I have some spare Merbau left over from  a previous project that I am thinking of using to make a screen ( in replace of a gate that has fallen down ). I no longer need a gate, as the side of the house it's on has lost it's access to the backyard with the creation a deck. 
Now, The span between the fence and the my house is 2200. I have two very tall stumps left over from my deck that I was going to simply concrete into the ground ( one next the fence and the other next to the house) and screw on the decking horizontal.  
Just wondering how far Merbau with span without needing a middle post? 
Cheers

----------


## journeyman Mick

> ............Just wondering how far Merbau with span without needing a middle post?...........

  
Depends on its dimensions and orientation.

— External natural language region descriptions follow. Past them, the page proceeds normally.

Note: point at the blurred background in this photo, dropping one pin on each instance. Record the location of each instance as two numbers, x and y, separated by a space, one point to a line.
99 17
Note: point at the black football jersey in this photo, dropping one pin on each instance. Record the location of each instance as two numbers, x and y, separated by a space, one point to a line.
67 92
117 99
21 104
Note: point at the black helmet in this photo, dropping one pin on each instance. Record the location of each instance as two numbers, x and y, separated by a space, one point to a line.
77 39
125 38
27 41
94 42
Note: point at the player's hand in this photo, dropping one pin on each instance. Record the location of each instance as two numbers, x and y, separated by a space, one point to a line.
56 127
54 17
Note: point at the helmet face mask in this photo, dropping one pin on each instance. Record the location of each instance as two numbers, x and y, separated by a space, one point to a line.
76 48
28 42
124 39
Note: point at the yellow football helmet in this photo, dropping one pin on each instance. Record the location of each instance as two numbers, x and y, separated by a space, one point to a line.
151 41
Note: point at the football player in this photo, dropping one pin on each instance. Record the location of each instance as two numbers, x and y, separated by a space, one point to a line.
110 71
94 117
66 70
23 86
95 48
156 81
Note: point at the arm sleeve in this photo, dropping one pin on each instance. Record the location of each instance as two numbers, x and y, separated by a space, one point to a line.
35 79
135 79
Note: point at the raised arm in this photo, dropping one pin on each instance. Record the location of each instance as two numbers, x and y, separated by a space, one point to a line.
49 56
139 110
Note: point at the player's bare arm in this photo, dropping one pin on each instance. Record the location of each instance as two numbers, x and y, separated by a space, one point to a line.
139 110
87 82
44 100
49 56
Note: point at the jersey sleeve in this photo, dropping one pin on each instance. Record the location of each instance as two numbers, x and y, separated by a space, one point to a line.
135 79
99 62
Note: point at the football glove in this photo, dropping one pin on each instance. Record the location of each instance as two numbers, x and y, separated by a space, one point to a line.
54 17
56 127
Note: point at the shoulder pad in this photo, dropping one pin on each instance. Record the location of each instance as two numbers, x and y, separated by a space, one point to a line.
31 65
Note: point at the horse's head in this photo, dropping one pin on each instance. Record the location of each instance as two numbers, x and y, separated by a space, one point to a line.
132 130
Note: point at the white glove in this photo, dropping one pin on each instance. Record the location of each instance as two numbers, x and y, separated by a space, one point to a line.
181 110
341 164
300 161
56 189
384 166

Obviously a 100 x 50 on edge will span a lot further than a 140 x 12 on the flat. :Rolleyes:  
Mick

----------


## Bloss

Merbau decking of 90x19 or 140x19 or whatever size you have will not span 2200mm without sagging a little at least. One centre support should be sufficient and it can be quite narrow if you want a cleaner look. You could use a piece of steel RHS of say 19x19mm or length of treated pine or you could use another piece of the merbau if that's what you have. 
Probably does not need to be a post into the ground - just running between top of top rail and bottom of bottom rail and screwed from either side (from support into rails if you want no fixings visible from the front or vice versa). If likely to be knocked, run into or can't be fixed solidly at the ends then a post set into a hole is the go - just 300mm or so deep - wide enough to have 50mm or so of concrete around the support (use quick set). No reason why you shouldn't construct with no centre support and see how much is the drop then add the support later (not too much later - the sag will not pull out if left too long).

----------


## bpj1968

or you could bolt a new bboard to eth sid eof your house and/or fence and use the stumps as posts in the middle. 
2200 is to far to span.  If two boards sag / twist / bow in different dierections it will be very noticeable.

----------